Sheila Murphy, of Hanff's publishers Aurum Press, said the author died on Wednesday afternoon in New York City.

Hanff captured the hearts of thousands by charting her correspondence from New York with an antiquarian bookseller in London between 1949 and 1969. The letters between the two ceased when bookseller, Frank Doel, died.

The success of the book, first published in 1971, led to its adaptation as a television drama, a West End play, and then a film starring Anne Bancroft and Anthony Hopkins. It has also been broadcast as a radio play.

In 1992, Hanff completed Letter from New York - an anthology of her monthly broadcasts for the BBC Radio 4 programme Woman's Hour in the 1980s.

Throughout her life, she was fascinated by literary London. In 1974, she wrote The Duchess of Bloomsbury Street which described how it felt to visit the city for the first time.

Hanff had arrived in London to publish 84 Charing Cross Road six months after the bookshop of which she wrote closed in 1971.

Her two other books, Underfoot in Showbusiness and Apple of My Eye look at life in New York.

Ms Murphy said: "Helen was one of the few writers I know who was dearly loved by booksellers.

"84 Charing Cross Road was a great example of the art of snappy letter writing. It's a classic that has never been out of print in 25 years. It's difficult to find classics that have been in print for 10 years.

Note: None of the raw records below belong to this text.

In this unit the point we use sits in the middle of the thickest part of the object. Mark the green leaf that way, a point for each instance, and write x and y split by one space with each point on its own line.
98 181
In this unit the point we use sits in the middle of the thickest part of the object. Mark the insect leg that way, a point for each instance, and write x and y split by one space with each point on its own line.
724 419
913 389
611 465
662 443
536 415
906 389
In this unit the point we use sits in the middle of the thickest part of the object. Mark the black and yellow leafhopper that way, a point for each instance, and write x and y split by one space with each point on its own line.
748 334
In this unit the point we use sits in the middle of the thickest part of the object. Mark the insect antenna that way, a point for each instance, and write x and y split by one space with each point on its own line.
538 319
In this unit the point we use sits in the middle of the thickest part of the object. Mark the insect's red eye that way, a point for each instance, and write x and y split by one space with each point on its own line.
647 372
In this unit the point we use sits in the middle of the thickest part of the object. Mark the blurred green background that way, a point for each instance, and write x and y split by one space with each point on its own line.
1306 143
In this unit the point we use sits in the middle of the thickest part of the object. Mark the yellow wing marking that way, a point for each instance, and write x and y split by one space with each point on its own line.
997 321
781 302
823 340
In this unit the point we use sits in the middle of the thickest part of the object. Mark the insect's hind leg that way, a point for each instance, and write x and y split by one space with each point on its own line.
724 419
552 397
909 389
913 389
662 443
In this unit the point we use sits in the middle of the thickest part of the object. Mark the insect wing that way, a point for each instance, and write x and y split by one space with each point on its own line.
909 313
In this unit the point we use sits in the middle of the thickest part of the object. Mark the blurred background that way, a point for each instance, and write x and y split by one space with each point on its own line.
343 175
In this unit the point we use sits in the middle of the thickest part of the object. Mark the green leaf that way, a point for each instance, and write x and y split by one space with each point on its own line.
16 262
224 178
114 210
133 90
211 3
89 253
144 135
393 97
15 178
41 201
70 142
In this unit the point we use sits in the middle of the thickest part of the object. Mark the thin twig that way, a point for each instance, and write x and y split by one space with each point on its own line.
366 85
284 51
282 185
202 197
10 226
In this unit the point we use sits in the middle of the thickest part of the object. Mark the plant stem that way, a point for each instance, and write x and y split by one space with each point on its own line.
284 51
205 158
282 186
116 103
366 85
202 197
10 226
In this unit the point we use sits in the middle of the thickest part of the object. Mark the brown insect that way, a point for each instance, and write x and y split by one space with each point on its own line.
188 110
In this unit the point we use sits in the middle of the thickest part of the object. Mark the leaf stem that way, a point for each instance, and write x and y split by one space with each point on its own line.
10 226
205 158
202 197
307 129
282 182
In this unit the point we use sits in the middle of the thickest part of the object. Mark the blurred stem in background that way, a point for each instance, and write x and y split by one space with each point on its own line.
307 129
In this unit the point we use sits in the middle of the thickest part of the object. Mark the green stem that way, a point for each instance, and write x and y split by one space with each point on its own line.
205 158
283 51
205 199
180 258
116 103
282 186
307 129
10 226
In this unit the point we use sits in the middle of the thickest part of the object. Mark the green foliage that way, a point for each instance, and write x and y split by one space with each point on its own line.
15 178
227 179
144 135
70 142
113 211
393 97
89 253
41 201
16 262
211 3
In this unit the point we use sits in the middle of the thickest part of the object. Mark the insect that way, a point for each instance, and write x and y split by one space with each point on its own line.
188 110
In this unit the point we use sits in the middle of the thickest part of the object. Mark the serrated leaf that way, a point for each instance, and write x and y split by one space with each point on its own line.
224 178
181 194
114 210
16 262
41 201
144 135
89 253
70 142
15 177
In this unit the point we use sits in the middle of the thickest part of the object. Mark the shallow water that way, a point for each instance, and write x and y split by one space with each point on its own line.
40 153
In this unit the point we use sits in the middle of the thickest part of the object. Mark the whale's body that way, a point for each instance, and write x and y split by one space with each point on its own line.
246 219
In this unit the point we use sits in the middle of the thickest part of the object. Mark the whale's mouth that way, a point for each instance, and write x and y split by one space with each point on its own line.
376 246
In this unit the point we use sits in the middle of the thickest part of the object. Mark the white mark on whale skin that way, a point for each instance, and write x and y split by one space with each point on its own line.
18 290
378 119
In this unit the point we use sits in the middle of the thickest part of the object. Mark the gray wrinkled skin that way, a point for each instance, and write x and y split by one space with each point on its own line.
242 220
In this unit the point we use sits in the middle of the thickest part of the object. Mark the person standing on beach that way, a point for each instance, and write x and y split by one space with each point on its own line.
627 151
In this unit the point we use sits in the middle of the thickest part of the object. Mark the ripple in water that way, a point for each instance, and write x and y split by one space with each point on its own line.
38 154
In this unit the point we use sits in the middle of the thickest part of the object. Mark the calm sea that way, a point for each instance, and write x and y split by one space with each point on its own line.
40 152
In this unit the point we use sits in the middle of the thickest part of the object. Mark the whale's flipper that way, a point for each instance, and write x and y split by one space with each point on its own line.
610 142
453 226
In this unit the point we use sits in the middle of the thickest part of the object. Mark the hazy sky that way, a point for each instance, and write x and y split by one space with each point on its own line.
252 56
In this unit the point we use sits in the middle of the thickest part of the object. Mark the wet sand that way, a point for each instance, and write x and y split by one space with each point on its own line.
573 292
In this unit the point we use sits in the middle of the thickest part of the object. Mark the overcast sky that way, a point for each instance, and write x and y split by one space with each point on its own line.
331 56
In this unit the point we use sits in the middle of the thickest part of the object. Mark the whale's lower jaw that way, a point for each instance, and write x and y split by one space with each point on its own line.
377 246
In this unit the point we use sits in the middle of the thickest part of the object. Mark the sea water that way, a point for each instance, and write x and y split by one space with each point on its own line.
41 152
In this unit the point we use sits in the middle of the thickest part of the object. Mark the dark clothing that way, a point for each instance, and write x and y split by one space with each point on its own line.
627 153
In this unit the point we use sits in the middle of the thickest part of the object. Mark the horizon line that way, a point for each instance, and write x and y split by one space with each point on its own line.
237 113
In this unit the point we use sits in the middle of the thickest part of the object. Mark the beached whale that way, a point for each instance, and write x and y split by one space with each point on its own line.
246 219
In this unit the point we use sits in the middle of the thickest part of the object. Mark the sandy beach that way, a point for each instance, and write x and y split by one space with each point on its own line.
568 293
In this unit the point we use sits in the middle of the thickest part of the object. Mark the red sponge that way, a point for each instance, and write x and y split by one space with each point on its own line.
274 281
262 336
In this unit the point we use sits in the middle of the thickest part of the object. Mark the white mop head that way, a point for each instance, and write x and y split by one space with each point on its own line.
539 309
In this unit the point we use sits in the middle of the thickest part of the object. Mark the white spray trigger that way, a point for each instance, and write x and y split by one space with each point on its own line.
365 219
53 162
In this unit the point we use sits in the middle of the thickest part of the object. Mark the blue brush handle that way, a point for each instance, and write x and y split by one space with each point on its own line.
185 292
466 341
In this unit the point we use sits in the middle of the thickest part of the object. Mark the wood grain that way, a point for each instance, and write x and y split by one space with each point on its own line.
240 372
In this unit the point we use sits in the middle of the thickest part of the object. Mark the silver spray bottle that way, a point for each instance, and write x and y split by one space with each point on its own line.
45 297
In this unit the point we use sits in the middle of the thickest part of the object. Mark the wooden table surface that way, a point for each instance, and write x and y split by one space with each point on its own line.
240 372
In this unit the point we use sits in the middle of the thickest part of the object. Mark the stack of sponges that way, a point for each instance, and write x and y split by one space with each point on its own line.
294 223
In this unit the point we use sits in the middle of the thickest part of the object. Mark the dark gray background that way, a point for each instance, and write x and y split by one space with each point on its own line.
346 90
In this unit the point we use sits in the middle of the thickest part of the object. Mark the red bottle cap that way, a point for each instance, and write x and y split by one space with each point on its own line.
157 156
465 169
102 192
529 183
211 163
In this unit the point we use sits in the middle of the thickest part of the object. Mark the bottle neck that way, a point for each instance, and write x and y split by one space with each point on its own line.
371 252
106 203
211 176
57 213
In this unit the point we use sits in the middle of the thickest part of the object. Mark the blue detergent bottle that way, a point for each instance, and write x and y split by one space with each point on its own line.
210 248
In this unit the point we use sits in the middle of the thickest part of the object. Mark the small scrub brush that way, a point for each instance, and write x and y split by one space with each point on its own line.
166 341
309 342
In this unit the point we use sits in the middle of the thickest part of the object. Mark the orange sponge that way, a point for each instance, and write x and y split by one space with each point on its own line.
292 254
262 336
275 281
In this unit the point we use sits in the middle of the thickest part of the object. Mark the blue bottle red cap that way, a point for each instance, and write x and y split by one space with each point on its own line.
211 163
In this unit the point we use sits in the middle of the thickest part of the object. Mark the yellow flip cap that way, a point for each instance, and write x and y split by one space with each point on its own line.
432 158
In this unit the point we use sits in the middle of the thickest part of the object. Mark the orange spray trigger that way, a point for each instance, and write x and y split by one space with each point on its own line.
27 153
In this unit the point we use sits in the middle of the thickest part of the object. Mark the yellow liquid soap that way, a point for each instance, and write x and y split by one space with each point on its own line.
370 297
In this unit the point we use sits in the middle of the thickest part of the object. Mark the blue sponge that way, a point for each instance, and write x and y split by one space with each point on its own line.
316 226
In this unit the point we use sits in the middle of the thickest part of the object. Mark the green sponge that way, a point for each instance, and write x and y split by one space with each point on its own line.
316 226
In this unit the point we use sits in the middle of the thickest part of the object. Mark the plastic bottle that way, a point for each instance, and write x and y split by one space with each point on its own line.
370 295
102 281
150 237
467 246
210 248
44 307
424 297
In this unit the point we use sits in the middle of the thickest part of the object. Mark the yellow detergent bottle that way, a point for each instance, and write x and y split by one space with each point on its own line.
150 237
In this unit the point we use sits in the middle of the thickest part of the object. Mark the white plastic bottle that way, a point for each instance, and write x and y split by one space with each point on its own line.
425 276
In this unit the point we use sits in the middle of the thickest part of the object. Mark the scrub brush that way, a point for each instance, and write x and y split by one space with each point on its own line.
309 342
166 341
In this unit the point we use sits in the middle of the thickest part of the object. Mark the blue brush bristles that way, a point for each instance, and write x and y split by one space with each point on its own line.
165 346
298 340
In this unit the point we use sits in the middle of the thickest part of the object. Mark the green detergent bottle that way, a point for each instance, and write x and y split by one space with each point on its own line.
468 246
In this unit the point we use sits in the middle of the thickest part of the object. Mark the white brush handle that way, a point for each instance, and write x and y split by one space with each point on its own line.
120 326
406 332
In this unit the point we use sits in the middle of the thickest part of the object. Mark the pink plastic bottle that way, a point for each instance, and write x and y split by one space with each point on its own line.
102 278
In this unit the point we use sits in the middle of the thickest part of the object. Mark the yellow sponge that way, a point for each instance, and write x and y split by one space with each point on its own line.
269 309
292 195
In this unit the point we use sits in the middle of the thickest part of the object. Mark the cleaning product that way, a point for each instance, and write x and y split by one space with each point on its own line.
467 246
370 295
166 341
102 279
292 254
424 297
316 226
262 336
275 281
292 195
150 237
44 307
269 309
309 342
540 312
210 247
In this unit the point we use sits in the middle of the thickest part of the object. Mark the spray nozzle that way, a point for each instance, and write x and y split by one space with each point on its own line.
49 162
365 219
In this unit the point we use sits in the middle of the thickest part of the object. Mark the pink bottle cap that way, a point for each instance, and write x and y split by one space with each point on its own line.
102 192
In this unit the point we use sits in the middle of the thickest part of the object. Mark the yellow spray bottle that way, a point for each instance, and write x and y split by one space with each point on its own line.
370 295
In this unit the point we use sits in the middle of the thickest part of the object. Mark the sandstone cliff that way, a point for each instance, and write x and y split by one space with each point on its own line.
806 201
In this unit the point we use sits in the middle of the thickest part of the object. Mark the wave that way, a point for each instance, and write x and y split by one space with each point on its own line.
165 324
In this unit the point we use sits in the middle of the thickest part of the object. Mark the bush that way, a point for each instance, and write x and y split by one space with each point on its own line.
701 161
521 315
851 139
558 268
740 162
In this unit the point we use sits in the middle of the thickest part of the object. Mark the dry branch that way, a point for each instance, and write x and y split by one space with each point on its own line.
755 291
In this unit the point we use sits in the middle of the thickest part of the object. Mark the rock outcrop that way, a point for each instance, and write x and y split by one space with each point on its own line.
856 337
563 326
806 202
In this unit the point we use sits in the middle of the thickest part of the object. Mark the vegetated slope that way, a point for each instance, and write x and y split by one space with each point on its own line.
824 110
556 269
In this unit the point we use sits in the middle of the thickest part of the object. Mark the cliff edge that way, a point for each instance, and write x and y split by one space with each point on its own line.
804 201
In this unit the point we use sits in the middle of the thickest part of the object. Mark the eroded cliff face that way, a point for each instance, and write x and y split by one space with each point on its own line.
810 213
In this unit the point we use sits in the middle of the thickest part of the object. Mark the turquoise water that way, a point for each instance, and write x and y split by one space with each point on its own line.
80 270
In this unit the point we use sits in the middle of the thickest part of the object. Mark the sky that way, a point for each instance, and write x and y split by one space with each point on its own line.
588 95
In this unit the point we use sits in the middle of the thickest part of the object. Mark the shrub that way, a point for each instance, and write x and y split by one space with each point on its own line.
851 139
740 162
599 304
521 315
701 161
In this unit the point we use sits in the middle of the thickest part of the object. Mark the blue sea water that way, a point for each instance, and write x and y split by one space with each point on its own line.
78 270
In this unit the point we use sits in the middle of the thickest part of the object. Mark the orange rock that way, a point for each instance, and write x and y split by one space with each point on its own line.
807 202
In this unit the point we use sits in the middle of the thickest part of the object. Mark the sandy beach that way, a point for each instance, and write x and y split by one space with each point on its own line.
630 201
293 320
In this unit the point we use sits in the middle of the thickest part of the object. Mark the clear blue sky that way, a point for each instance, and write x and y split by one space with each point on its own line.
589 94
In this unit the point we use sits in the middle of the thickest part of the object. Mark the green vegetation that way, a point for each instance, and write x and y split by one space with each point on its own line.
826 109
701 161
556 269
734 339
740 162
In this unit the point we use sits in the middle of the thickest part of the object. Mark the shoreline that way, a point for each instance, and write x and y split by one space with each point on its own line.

"As long as books are read, people will recommend 84 Charing Cross Road to one another.

"When Helene was last in London five years ago she was on her third generation of fans. Readers had had the book recommended to them by their mothers."

The US-born author lived in Manhattan for most of her life. She had an apartment on East 72nd Street where fans continued to write to her up until her death. She never married and was childless.